Physical wounds may heal quickly but mental wounds don’t heal so easily. Moving to a different city and leaving your parents is really a daunting task, especially if you are a girl. While leaving your home, you carry a bag full of hopes, expectations, plans, promises, and blessings on your fragile shoulder. But when you stay away from your parents, you realize that life is much more challenging then you think. It's been 4 years since I've left my home but the last 2 months were atrocious. I've been through my lowest period. It all started when I got into a relationship. I stay in an independent flat. Initially, he was loving, caring, and what we had seemed like the epitome of love but after some time things changed and the situations and circumstances were not in my favour.
I don't know why he started doubting me for no reason. He told me to cut off all contact with my other male friends. And me, like an idiot did whatever he said.
It's truly said, shak ka koi ilaaj nahi. He proved it. He was insecure, and a lunatic. He couldn't see me talking to other guys. He would not allow to enjoy my own friend circle. And I was totally room ridden. Everything was so suffocating. I decided to move on, leaving him behind. So, I finally summoned up my guts, courage and thought of breaking up with him. But that night was one of the worst nights of my life. I went to him and I asked him to breakup. He was so heavily drunk that he started beating me up. He had beaten me so much that I was sure I won't be able to wake up the next morning. While he was beating me, I was crying badly, shouting for help but the door was closed so people couldn't hear my voice. He beat me until I was completely unconscious. The next morning when I woke up I was literally in a pool of my own blood. After this incident, he started torturing me mentally. I asked many people to help me, but this guy is a lunatic and has so much money and power, that no one did. Now it's his routine to get drunk and beat me like anything.
These wounds will heal but mental wounds won't. I still sleep with fear every night. I'm chanting the name of God all the time.
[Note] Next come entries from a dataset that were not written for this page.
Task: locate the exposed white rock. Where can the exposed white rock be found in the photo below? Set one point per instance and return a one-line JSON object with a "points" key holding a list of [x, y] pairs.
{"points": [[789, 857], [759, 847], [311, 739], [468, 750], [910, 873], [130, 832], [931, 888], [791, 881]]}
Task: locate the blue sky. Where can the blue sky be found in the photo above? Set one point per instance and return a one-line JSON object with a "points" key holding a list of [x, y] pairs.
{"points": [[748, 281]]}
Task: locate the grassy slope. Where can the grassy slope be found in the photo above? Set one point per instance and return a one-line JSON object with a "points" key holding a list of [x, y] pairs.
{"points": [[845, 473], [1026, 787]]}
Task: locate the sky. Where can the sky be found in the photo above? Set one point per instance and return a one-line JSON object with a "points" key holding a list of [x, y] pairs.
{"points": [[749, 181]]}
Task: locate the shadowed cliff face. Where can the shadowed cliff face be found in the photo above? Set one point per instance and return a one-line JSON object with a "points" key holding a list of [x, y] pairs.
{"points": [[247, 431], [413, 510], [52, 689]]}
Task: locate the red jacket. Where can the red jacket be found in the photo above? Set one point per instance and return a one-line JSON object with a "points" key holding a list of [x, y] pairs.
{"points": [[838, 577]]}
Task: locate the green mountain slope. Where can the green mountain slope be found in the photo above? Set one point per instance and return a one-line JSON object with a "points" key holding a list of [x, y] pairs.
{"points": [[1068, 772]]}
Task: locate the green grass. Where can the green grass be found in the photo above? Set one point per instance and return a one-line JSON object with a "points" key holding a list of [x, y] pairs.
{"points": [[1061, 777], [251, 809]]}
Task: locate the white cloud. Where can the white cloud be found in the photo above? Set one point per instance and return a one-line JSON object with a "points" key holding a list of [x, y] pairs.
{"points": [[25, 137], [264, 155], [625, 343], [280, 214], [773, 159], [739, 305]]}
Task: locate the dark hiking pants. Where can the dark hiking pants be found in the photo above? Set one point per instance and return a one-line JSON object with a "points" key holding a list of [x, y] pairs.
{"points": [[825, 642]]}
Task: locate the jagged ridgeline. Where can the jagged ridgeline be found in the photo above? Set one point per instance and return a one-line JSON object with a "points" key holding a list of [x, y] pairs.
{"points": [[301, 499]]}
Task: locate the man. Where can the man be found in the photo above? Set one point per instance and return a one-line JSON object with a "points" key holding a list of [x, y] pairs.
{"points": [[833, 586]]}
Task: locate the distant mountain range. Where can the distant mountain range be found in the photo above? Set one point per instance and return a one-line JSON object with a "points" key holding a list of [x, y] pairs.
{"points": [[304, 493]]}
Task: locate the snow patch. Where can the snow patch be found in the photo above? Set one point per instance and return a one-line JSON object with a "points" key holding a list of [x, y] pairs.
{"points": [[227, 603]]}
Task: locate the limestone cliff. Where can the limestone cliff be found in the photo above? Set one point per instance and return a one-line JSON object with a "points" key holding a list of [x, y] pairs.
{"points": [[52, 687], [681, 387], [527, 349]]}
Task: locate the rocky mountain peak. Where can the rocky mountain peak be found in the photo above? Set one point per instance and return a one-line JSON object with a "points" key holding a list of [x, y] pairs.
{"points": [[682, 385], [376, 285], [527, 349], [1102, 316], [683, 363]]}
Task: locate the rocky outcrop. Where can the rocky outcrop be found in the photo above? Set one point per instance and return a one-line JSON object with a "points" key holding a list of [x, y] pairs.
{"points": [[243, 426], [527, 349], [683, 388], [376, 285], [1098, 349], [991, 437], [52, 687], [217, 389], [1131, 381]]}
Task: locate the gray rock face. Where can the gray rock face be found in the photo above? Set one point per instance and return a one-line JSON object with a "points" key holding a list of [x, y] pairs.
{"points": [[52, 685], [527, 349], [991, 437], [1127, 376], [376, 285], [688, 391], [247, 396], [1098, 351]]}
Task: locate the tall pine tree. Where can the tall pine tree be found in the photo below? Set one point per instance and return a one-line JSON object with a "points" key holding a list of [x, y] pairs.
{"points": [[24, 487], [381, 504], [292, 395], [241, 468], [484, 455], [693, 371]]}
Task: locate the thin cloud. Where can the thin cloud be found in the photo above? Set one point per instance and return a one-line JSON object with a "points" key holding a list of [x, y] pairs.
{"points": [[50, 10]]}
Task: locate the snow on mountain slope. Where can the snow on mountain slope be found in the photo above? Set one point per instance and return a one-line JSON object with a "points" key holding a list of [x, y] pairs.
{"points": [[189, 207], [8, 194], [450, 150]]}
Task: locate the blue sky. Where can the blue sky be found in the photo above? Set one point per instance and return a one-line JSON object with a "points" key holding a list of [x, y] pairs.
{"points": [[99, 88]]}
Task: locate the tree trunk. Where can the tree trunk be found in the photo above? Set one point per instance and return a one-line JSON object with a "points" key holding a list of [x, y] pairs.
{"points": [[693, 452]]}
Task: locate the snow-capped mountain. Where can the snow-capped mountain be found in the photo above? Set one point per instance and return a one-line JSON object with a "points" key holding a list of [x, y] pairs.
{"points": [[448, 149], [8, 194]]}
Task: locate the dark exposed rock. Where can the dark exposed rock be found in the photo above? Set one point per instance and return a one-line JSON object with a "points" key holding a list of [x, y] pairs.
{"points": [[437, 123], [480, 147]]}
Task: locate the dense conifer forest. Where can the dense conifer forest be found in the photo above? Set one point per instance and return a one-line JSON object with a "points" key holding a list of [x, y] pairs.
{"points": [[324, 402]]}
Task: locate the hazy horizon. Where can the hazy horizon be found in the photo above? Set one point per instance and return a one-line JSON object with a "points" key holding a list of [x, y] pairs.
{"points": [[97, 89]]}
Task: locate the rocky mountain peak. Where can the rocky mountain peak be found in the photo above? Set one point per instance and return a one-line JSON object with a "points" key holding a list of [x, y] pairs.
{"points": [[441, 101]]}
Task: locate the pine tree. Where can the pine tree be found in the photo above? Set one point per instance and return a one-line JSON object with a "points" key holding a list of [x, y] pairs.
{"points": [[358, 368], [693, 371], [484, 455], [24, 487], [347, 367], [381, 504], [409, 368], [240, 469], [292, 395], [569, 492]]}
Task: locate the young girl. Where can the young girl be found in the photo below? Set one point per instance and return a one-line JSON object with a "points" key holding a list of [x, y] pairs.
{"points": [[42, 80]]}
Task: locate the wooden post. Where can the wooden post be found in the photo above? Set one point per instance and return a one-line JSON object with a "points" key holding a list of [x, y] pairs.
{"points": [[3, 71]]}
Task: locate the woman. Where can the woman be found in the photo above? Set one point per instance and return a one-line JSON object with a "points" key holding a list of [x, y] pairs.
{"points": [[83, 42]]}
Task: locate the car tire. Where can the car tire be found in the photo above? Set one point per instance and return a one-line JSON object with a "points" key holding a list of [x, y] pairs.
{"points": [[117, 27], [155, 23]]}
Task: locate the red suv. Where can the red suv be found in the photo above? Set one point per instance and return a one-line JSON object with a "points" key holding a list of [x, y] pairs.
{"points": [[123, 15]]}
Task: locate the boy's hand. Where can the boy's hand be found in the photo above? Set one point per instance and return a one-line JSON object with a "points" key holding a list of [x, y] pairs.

I still don't know whether I'll be able to wake up in the morning or not. I tried my best, tried moving out of the city, taking help of my near and dear ones. But nothing really helped me. I've changed my place but he somehow managed to find me and then punish me for taking a step against him. It's undoubted that we live in a society where money and fame are bigger than a human right. Because he has money and power, he can live according to his terms and will. People will end up supporting him. People around me very well know that he is wrong, but nobody has the balls to even stand by my side. This is why in India I bet every girl has once upon a time regretted being a girl.